Emphasizing the risk of the delta variant may be the most effective potential message Republican lawmakers have to persuade that persistent 23 percent of GOP voters, Kirzinger said.

“If they came to believe the virus poses a great risk to them, then they may be more inclined to get vaccinated. The delta variant and really scary news around the delta variant may do that. We just don’t know yet,” Kirzinger said.

But it’s not clear that’s a message Republicans are eager to adopt.

“This is a great opportunity to talk to your doctor about the pros and cons and the risks and benefits,” Sen. Roger Marshall, R-Kansas, said Thursday. “But I think we can all breathe a sigh of relief that the science tells us there’s no reason to panic over the delta variant.”

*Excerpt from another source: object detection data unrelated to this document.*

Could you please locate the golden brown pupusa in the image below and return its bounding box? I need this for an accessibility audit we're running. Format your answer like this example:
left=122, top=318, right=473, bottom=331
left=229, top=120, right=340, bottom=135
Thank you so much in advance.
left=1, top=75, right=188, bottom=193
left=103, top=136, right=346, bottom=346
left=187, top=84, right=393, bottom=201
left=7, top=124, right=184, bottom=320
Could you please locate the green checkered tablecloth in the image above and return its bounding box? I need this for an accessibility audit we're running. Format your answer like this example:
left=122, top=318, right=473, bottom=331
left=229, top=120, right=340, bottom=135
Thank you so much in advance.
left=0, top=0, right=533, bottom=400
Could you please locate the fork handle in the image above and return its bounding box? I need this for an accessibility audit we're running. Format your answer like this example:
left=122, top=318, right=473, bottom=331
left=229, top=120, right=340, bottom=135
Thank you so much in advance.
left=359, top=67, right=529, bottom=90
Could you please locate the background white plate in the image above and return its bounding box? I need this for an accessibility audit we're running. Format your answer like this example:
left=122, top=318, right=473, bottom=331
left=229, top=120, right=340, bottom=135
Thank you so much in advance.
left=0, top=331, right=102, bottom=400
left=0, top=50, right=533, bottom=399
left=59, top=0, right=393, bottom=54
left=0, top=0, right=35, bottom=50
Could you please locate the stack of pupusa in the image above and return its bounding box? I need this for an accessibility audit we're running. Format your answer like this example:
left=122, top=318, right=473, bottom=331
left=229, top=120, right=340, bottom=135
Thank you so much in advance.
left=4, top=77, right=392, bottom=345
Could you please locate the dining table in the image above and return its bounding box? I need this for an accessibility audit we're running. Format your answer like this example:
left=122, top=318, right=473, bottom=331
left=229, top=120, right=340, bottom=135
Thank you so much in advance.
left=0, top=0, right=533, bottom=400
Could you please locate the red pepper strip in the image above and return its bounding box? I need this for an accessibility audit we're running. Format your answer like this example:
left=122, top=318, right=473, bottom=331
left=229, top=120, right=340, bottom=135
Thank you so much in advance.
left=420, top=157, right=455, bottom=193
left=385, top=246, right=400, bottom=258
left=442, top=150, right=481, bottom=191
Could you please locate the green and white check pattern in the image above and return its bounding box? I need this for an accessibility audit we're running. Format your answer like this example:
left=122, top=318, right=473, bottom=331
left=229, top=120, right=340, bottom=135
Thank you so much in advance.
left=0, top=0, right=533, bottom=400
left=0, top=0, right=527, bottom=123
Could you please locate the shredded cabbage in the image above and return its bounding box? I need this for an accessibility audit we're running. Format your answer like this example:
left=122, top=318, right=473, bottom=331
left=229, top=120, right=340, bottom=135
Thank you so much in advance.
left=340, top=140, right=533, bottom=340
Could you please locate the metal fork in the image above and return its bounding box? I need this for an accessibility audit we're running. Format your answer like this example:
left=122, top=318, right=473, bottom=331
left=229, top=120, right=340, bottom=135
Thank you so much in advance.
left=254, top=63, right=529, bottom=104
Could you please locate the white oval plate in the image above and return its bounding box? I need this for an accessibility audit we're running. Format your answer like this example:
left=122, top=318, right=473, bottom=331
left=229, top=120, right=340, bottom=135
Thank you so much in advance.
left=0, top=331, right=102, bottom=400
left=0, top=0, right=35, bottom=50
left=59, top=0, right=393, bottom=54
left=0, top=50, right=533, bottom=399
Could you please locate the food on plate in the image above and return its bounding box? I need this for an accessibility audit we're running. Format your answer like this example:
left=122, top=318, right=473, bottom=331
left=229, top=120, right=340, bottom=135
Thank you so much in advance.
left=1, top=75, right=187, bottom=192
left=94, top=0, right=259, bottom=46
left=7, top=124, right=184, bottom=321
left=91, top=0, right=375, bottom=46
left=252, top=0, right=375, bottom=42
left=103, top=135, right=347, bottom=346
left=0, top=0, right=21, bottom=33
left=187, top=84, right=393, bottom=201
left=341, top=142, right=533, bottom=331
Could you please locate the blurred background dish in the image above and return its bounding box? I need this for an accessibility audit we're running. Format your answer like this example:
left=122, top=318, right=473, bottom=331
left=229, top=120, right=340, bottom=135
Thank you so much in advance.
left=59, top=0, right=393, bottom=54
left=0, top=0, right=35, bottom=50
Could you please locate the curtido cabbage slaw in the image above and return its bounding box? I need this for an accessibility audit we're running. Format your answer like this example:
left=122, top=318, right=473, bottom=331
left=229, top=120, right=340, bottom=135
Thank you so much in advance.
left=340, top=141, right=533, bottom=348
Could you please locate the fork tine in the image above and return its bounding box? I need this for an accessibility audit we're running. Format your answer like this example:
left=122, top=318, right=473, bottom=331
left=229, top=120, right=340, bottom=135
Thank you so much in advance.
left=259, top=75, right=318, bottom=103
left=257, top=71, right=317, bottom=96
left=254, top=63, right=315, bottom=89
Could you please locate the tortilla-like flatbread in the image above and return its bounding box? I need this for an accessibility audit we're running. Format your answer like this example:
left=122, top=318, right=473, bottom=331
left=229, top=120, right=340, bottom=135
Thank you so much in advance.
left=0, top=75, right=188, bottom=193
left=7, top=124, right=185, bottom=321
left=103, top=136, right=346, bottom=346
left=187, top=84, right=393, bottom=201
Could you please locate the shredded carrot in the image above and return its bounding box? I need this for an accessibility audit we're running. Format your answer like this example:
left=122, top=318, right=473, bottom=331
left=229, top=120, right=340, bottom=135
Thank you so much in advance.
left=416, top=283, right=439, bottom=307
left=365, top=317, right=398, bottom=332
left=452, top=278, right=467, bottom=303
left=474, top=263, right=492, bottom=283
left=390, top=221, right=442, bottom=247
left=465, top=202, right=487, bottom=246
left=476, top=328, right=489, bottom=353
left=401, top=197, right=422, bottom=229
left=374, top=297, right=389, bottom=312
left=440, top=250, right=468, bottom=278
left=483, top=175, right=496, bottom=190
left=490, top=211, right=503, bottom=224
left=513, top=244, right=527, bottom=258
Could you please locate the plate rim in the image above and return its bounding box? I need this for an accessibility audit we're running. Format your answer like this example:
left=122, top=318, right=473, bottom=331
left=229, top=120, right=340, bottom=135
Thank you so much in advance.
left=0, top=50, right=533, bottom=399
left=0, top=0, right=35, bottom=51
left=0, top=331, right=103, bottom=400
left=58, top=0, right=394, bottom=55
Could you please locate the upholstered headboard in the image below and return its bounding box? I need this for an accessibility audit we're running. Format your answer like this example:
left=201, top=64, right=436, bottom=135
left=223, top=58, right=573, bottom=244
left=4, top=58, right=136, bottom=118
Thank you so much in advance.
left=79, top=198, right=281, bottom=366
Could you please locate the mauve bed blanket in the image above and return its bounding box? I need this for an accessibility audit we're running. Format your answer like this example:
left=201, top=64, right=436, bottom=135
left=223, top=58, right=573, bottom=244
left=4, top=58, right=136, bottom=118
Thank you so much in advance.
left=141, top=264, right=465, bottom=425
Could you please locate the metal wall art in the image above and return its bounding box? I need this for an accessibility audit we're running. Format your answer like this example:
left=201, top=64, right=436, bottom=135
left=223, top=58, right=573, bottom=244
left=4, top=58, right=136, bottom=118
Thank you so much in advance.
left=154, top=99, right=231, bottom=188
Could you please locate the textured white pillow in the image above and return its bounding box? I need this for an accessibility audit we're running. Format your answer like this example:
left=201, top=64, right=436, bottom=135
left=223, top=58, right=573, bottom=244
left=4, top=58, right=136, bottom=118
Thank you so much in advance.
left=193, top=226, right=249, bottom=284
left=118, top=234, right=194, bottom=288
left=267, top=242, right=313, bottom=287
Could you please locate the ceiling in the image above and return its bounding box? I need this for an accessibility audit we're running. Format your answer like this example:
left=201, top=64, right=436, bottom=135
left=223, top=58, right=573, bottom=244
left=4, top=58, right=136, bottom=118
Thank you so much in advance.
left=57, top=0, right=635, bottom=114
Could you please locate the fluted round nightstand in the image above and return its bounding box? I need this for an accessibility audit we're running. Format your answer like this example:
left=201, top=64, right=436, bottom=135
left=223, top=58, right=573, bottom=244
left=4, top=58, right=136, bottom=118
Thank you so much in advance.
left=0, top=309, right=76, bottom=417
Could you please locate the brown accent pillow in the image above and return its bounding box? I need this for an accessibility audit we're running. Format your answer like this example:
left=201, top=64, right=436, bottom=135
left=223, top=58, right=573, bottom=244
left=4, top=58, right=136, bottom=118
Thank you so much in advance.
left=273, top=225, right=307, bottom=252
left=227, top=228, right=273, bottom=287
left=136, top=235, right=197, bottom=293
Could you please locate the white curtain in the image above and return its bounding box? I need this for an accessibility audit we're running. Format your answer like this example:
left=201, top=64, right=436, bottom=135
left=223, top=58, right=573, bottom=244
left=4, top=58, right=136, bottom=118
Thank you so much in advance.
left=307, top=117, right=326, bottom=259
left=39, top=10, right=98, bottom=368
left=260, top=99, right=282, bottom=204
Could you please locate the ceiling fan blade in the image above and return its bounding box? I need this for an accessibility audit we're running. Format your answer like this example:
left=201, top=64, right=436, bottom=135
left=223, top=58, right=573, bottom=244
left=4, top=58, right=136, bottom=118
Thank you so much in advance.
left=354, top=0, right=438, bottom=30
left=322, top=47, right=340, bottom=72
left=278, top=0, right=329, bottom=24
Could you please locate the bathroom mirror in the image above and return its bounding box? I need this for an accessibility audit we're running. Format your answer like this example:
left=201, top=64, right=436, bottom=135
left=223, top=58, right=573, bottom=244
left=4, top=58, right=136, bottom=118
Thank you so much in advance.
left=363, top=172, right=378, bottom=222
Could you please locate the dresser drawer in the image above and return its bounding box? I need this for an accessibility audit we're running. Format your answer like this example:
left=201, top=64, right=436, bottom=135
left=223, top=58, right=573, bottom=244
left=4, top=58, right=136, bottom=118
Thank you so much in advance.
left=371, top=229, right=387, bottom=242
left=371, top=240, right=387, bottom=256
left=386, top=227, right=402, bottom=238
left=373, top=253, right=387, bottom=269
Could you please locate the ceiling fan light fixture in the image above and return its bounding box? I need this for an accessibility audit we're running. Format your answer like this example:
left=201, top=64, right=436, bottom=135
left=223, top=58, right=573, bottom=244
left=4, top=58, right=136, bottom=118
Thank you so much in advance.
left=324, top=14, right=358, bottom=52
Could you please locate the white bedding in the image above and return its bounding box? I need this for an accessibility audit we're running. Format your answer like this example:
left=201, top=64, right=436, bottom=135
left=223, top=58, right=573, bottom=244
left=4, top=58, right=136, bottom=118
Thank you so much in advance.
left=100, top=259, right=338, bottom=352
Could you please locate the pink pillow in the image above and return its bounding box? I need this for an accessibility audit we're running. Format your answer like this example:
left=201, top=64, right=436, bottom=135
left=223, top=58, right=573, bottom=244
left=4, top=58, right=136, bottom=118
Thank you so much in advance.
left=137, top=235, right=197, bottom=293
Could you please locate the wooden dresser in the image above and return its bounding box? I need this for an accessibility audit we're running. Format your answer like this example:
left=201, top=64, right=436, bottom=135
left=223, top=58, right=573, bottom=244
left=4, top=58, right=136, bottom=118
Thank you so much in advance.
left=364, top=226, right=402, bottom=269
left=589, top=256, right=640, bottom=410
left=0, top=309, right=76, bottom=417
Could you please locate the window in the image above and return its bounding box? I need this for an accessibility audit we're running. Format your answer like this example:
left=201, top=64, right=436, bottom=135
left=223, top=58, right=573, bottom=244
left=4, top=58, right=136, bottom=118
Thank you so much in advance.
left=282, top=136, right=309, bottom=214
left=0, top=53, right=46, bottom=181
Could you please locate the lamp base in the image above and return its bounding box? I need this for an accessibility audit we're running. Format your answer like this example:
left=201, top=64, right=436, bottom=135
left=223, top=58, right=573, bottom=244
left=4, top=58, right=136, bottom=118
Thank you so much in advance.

Marshall stressed the high level of vaccination in seniors and the millions of Americans with pre-existing immunity.

“This is not the time to close down schools. It’s not the time to shut down our economy or to impose mask mandates,” Marshall said.

Marshall also recommended people get an antibody test before vaccination, something not advised by the CDC.

It’s not clear how big of an impact a more forceful change in messaging among Republican politicians would make. Kirzinger said politicians are not as persuasive as more trusted messengers like friends and family, or even cable news hosts.

Nearly 60 percent of segments about the COVID-19 vaccine on Fox News over a two-week span included statements that could undermine perceptions of the vaccine’s safety and efficacy, according to a study by the liberal organization Media Matters, even though the newsroom requires proof of vaccination status for workers.

But some popular conservative media figures like Fox News host Sean Hannity and Tennessee radio host Phil Valentine have recently urged vaccination after previously sowing doubts.

“It’s going to take more than Fox News hosts changing their minds. It’s going to take talking to friends and neighbors, which in turn might encourage others,” Kirzinger said. “We’ve tested a lot of different messages, carrots and sticks… and there’s no one thing that’s going to convince everyone. It’s going to happen on the ground, person to person.”